Найти и уничтожить (Кокотюха) - страница 40

А лучше – воспользоваться самому, утерев нос гестапо или кому-то еще, подумалось при этом.

– Особый отдел мотострелкового батальона, – повторил Дерябин. – У нас другая, как это… специфика… – И вдруг осекся, встрепенулся и выровнялся на табурете: – Я знаю! Я могу, господин капитан! Только вам надо успеть!

– Куда?

– Или проверить… – В голосе звучало уже чуть меньше уверенности. – В общем, есть в лагере парень один… Нас вместе захватили, длинная история… Так получилось, что я по привычке пас его…

– Пасли?

– Ну, мы не то чтобы общались… Сволочь он, между нами говоря… Но я присматривался, прислушивался… Зовут его Роман Дробот, вы сможете быстро выяснить, кто такой, я опишу.

– Что с ним такое, с этим Дроботом?

Теперь Дерябин судорожно сглотнул не пойми откуда появившийся в горле ком.

– Мне кажется, они там бежать собираются. Из лагеря бежать.


Никогда еще за свою не такую уж и долгую жизнь Роман Дробот не оказывался под мертвыми человеческими телами.

Он готовил себя к этому целый день. Уповая на то, что после всего пережитого за лагерные дни это испытание, открывающее очень узкую тропинку к свободе, выдержит без особых усилий над собой. Ведь до того момента все шло гладко, даже слишком гладко. Видимо, Семен Кондаков впрямь смог просчитать развитие событий до мельчайших деталей. Но хоть и так: без помощи ребят, согласившихся прикрывать побег, у них и близко ничего не сладилось бы.
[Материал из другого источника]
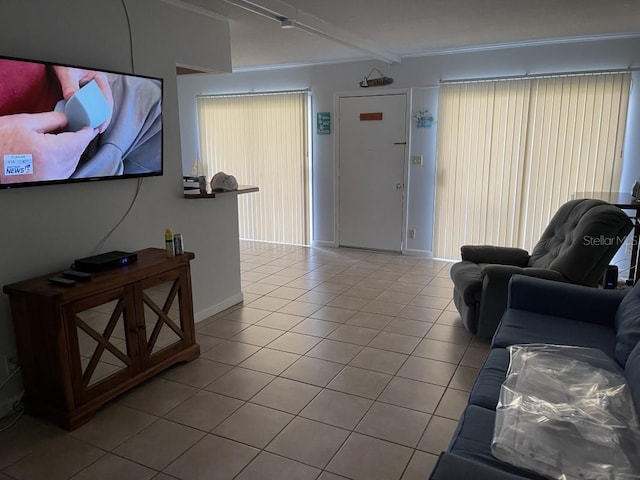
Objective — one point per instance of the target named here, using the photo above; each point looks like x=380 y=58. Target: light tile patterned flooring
x=340 y=364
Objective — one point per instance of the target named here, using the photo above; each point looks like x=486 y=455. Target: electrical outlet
x=11 y=362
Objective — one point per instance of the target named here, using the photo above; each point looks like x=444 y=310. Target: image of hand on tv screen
x=71 y=79
x=32 y=152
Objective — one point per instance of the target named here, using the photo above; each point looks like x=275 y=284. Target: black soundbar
x=104 y=261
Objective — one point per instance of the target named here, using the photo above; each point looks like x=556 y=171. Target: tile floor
x=339 y=364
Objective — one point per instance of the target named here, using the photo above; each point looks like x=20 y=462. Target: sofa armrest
x=490 y=254
x=495 y=283
x=454 y=467
x=565 y=300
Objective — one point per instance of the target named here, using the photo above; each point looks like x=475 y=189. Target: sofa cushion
x=521 y=326
x=473 y=439
x=632 y=374
x=628 y=325
x=486 y=389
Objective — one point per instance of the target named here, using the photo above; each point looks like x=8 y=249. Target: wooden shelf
x=82 y=346
x=241 y=189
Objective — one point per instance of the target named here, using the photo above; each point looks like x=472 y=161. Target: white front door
x=371 y=171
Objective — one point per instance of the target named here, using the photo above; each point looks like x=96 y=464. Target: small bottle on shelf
x=168 y=242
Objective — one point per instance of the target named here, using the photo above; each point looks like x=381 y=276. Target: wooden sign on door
x=364 y=117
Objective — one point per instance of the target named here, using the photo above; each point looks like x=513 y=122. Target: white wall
x=417 y=73
x=45 y=228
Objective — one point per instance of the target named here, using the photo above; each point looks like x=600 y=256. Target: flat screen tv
x=61 y=123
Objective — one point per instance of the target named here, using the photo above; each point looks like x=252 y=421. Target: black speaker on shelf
x=610 y=278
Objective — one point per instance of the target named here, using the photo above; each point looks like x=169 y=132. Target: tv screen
x=61 y=123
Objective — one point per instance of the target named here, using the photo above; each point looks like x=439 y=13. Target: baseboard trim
x=419 y=253
x=218 y=307
x=6 y=405
x=322 y=243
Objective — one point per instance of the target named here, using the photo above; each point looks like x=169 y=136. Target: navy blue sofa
x=540 y=311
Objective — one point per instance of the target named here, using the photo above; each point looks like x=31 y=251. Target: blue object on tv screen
x=61 y=123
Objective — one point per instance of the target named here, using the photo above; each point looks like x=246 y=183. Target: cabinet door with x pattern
x=165 y=301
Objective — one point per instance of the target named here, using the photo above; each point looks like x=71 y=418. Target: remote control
x=65 y=282
x=87 y=107
x=77 y=275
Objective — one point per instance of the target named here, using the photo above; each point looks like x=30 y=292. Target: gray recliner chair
x=576 y=247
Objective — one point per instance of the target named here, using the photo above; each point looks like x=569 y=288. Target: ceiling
x=409 y=27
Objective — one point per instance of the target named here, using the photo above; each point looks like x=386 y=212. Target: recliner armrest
x=491 y=254
x=455 y=467
x=495 y=283
x=564 y=300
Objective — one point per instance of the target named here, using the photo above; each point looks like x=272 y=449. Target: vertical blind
x=261 y=139
x=510 y=152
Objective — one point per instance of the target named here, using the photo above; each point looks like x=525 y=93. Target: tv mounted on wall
x=61 y=123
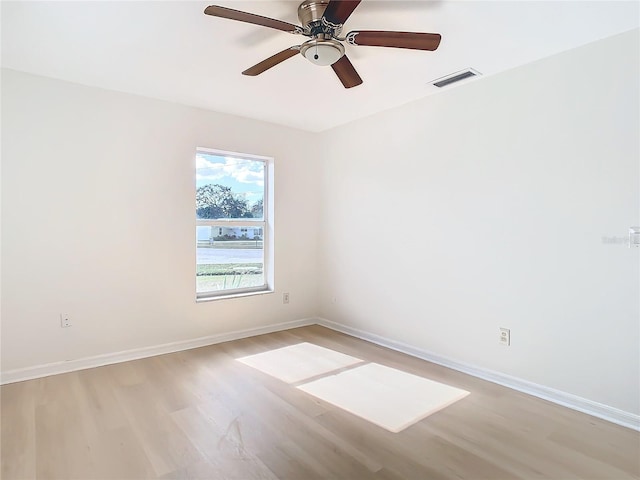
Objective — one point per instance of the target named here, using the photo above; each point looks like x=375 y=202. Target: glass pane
x=229 y=257
x=229 y=187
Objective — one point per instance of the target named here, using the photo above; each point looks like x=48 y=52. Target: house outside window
x=233 y=224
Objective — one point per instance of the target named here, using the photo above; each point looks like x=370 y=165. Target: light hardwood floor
x=201 y=414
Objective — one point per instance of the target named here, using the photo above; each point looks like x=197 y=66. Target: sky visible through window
x=244 y=177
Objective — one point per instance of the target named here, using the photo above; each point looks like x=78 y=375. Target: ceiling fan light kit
x=322 y=20
x=322 y=52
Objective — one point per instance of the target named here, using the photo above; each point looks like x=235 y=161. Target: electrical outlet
x=65 y=321
x=505 y=337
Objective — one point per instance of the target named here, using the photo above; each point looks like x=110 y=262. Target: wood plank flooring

Конвоировавшие «похоронную команду» полицаи к сумеркам по привычке, которую даже не нужно специально предусматривать, успели набраться. Когда оказывались рядом, пленных обдавало густым сивушным духом, и самое главное – хиви вели себя очень беспечно. Никто из них даже не допускал мысли, что двое заключенных способны рискнуть просто у них под носом.

На это Кондаков, по молчаливому обоюдному согласию – мозг предстоящей операции, делал первую и, по сути, главную ставку. Крепко выпившие полицаи невольно выводят Ваську Борового и остальных пленных из-под удара. Правда, так называемое алиби весьма и весьма условно: всех, кто был этим вечером в команде могильщиков, могут расстрелять, обнаружив побег, или – даже если попытка сорвется, прямо на месте, не задавая лишних вопросов и не пытаясь выяснить степень причастности каждого. Однако даже логика таких, как Лысянский, вполне допускала: будь полицаи трезвыми и, следовательно, менее беспечными, о попытке побега никто бы и не помышлял.

Была еще одна, тоже весьма шаткая возможность уцелеть: в лагере каждый сам за себя. Это прекрасно знали как немцы, так и хиви. Значит, при желании вполне возможно объяснить, почему все остальные дружно не обратили внимания на внезапное исчезновение в темноте двух товарищей. На допросах, которые обязательно будут и пойдут непременно с пристрастием, есть шанс давить именно на это. От показательного расстрела вряд ли спасет. Но побороться можно.